Dr Loh Chin Ee, an assistant professor in NIE's English Language and Literature Academic Group, said: "They wanted to do something useful outside of the classroom. I asked them if they were interested in coming up with a literature resource for teachers."
The idea was to produce an online publication to discuss ways to engage students in literature and inspire teachers - in training and in schools - to think of better ways to teach the subject.
About 3,000 students have taken pure literature at the O level each year in the last few years.
The first issue of the publication, Enl*ght (pronounced Enlight) - focusing on local writer Jean Tay's Boom, a text used in schools - was published in January 2011.
Since then, another five issues have been produced on a range of topics, from local poetry to understanding literary texts in the context of place.
The publication, of which Dr Loh is the adviser, also provides teachers with recommendations, such as how to use Facebook to teach characterisation and where to find local poetry resources.
Mr Yeo Zhi Wen, who graduated from NIE's four-year Bachelor of Arts degree programme in May last year, wrote an article about "reel" pedagogy, or using film as a teaching tool, for last year's edition.
The 27-year-old, who now teaches literature and English language at Kent Ridge Secondary School, said he saw Enl*ght as part of efforts to keep literature alive.
"It also gave me time to think about issues in teaching even before I entered the service," he said. "Using films and movies was something we talked about in class (at NIE) - about engaging youth with a medium they are familiar with."
His article gave tips such as using movies to teach the use of literary devices like metaphors.
"Sometimes students react better to a visual metaphor than reading it in a poem or book. We can discuss why the image was used to represent something," he said, adding that comparisons can also be made across media.
For instance, students can explore the theme of the American Dream - the set of ideals including freedom and prosperity - by comparing the similarities and differences between American playwright Arthur Miller's Death Of A Salesman - a text used in secondary schools - and the 2006 film The Pursuit Of Happyness, both of which portray working men struggling to find their place in society.
Mr Ow Yeong Wai Kit, who graduated from NIE last year and now teaches at Bukit Batok Secondary School, wrote an article on reimagining literature, based on an interview with NIE literature educators Suzanne Choo, Ken Mizusawa and Dennis Yeo.

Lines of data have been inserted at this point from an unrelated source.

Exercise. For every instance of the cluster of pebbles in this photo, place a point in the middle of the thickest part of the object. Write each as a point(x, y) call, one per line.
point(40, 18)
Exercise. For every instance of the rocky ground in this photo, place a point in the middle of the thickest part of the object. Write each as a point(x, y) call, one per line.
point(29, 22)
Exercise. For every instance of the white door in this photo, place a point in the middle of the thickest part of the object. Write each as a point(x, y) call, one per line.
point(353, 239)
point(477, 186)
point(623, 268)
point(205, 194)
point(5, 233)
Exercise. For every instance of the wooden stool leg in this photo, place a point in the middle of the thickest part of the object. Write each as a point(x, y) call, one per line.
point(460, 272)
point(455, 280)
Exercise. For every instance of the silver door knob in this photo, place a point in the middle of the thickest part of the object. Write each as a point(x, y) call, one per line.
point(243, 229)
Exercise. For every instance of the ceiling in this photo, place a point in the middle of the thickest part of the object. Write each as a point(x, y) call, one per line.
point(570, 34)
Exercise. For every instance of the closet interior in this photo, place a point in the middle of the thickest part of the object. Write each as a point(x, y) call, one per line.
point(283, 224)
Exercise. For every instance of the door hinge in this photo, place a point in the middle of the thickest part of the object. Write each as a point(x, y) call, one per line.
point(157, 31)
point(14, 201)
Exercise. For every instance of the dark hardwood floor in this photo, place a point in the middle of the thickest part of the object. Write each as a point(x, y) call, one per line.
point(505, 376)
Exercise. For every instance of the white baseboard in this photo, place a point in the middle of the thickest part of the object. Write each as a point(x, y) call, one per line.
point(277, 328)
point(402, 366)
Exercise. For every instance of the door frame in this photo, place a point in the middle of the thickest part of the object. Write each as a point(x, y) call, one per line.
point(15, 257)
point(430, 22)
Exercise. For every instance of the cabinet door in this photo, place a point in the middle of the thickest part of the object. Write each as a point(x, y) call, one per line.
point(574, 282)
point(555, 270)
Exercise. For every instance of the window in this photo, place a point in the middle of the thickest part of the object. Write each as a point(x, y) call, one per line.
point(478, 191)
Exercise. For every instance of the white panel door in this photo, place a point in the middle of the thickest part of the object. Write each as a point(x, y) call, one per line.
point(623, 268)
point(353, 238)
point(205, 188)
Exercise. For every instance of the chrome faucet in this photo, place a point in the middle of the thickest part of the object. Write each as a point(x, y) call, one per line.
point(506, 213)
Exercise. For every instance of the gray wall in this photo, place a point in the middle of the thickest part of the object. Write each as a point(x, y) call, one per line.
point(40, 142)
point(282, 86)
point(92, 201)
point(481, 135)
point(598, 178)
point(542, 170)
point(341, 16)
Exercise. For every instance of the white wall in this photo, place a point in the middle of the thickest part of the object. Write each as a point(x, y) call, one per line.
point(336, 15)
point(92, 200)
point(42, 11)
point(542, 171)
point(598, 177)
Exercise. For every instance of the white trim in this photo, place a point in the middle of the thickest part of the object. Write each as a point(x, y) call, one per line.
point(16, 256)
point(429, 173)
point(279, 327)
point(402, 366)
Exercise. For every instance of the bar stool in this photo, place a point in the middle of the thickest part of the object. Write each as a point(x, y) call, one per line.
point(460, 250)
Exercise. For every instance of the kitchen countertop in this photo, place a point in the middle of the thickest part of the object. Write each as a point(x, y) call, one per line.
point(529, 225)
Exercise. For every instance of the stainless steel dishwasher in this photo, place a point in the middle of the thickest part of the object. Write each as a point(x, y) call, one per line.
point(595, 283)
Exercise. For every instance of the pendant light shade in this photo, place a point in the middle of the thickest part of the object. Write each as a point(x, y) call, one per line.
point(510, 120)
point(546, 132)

"Students need to recognise that literature is more than just about taking exams and writing essays," said the 27-year-old, who has used YouTube videos, pop music and social media in his literature classes.
"I've also brought in examples of Singapore literature to inspire my students to think about local issues with direct relevance to their lives."
Every year, a different batch of five to seven trainee teachers volunteer to work on the publication, which takes about six months to produce, from brainstorming and doing research to designing and laying out the content.
Dr Loh said that the journal's next issue will be given out in hard copy for the first time to educators in August at the Literature Seminar organised by the Ministry of Education. The issue, to be ready by the end of next month, will feature Dr Mizusawa as guest editor and focus on performance poetry and creative writing.
Among the pieces in the new issue is a section by Ms Judith Lam, 24, on how students can develop creative writing skills outside the classroom, such as through local writing workshops and festivals.
Ms Lam, who will graduate from NIE this year and will teach at Cedar Girls' Secondary School, said: "We want to raise awareness of external resources available so that teachers and students can be kept updated on what's happening in the literary scene."
Dr Loh added: "We hope to give teachers some ideas and resources, and we've had good feedback from some who have received it.
"What's important is that the student-teachers who produce it learn a lot from it - writing it up, working out the ideas, reflecting on their own teaching... It takes a lot of work and they're doing this out of pure passion."
Ms Lam added: "Personally, I've had excellent literature teachers in my school days and I was mentored well in and outside of the classroom.
"I learnt the importance of reading and imagination. There's value in the learning of literature and articulation of meaning."